Showalter made that painful stand on behalf of some coaches Steinbrenner wanted removed. The Yankees’ owner offered his manager a two-year contract to return, but the deal was contingent on the firings of those Showalter loyalists, including Glenn Sherlock, now the Mets’ bench coach.
Buck wasn’t about to sacrifice his friends to keep his dream job.
“I remember my wife going, ‘What are you doing? Are you sure about this?’ ” Showalter recalled. “We didn’t have anything. I said, ‘Hey, were we happy when I was managing in Albany? Were we paying the bills? Were we breaking even?’ I was refereeing six nights a week and I said, ‘We’ll be all right.’ ”

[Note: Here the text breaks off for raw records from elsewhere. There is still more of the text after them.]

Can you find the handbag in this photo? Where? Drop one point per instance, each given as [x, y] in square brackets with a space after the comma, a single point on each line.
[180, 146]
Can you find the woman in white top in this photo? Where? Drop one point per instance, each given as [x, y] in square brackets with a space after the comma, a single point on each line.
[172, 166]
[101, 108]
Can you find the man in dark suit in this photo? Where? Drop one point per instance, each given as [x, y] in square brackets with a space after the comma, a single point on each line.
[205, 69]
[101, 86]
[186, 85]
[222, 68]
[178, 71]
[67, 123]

Sherlock followed Showalter to Arizona to work for the expansion Diamondbacks, who didn’t take the field until 1998. He also left Pittsburgh four months ago to follow Showalter again, this time to Queens. Sherlock first worked for Showalter in the Yankees’ system in 1989, as a player/coach in Albany. When he was done throwing batting practice Friday, Sherlock recalled that he wanted to learn from a master strategist whose command of the fundamentals earned the players’ respect.

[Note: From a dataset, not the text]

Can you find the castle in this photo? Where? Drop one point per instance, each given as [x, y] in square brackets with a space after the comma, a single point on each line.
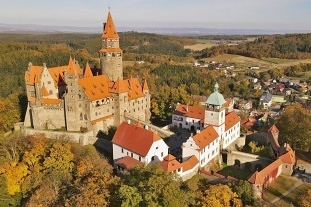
[72, 99]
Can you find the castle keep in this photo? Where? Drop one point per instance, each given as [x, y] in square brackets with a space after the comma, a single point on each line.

“Buck is always thinking about the players’ perspective, and what’s best for them,” Sherlock said. “Even in spring training when we’re doing the schedule, he’s thinking about the best way to rotate, and what’s going to be best for the players as we move from field to field.

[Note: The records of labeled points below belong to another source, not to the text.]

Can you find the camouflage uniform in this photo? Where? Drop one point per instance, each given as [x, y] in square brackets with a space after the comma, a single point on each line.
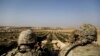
[26, 45]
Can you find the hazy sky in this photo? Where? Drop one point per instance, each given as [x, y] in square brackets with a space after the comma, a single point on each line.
[64, 13]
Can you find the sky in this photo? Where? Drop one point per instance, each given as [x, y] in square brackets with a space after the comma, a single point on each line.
[49, 13]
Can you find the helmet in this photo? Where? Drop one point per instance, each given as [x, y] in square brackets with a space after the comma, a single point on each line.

“He always pays attention to details, and he’s very defense-oriented. … When we were in Washington [on Thursday] and we got those two outs at third base, Buck immediately says to me, ‘What stood out about that play for you?’ And I know he’s thinking about Starling Marte backing up the play. … That’s important to Buck, and since it’s important to him, it’s important to our players.”
Sherlock said his boss separates himself from the majority of his peers on that particular side of the ball.
“On a lot of teams I’ve been on, there will be a designated coach who runs the team defenses,” he said. “In our situation, Buck runs all the team defenses. He’s on the field, he’s directing it. I think the players see that and they know he knows where they’re supposed to be at all times, and it rubs off on them.”
All these years later, after things ended badly in the Bronx, Sherlock said it “meant a lot that Buck had our backs” when Steinbrenner was demanding change.
“For him to be back in New York and to win [a championship] to come full circle, that would be unbelievable,” Sherlock said. “I don’t think you can write it any better, and that’s what we’re all striving to do.”
Showalter’s first-place Yankees were robbed of a shot at a title in 1994 when the World Series was canceled on account of labor strife. The following year, he led the Yankees to their first postseason appearance in 14 years, only to be denied by a Seattle team that included Joe Cora, now his third-base coach, who homered and started the winning 11th-inning rally in Game 5.
“His name was Joey Blankin’ Cora back then,” Showalter said Friday. “He reminds me all the time, so I let him show it one time in the spring just to make him feel good.
“But what I took most out of that series was the fact that people said it rekindled their love of the game. That’s a proud moment for me. I try to dwell on that.”
Especially with the Mariners in town, reminding Showalter of what might have been.